El último que me había inspirado alguna confianza era la CNT española. Había viajado un poco por España antes de la guerra civil; muy poco, pero lo suficiente para sentir el  amor que es difícil no experimentar hacia ese pueblo; yo había visto en el movimiento anarquista la expresión natural de sus grandezas y sus defectos, de sus aspiraciones más legítimas y de las menos legítimas. La CNT, la FAI eran una mezcla asombrosa, donde se admitía a cualquiera, y donde, en consecuencia, se podría encontrar inmoralidad, cinismo, fanatismo, crueldad, pero también amor, espíritu de fraternidad y, sobre todo, la reivindicación del honor tan hermosa entre los hombres humillados; me parecía que aquellos que iban allí animados por un ideal prevalecían sobre aquellos a los que impulsaba la violencia y el desorden.

En julio de 1936 yo estaba en París. No me gusta la guerra, pero lo que siempre me ha provocado más horror que la guerra es la situación de los que se encuentran en retaguardia. Cuando comprendí que,  a pesar de  mis  esfuerzos,  no podía dejar de  participar  moralmente en esa guerra, es decir, desear todos los días, a todas horas, la victoria de unos y la derrota de los otros, me dije que París era para mí la retaguardia, y tomé el tren para Barcelona con la intención de comprometerme. Era a principios de agosto de 1936.

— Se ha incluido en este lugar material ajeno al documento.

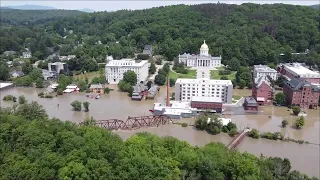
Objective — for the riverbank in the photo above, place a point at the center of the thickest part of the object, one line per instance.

Un accidente me hizo abreviar forzosamente mi estancia en España. Estuve algunos días en Barcelona, después en pleno campo aragonés, junto al Ebro, a una quincena de kilómetros de Zaragoza, en el mismo lugar en que recientemente las tropas de Yagüe han pasado el Ebro.  Después en el palacio de Sitges transformado en hospital; después nuevamente en Barcelona; en total, aproximadamente dos meses. Dejé España a mi pesar y con la intención de regresar; más tarde, voluntariamente no he hecho nada. No sentía ya ninguna necesidad interior de participar en una guerra que no era ya, como me había parecido al principio, una guerra de campesinos hambrientos contra propietarios terratenientes y un clero cómplice de los propietarios, sino una guerra entre Rusia, Alemania e Italia.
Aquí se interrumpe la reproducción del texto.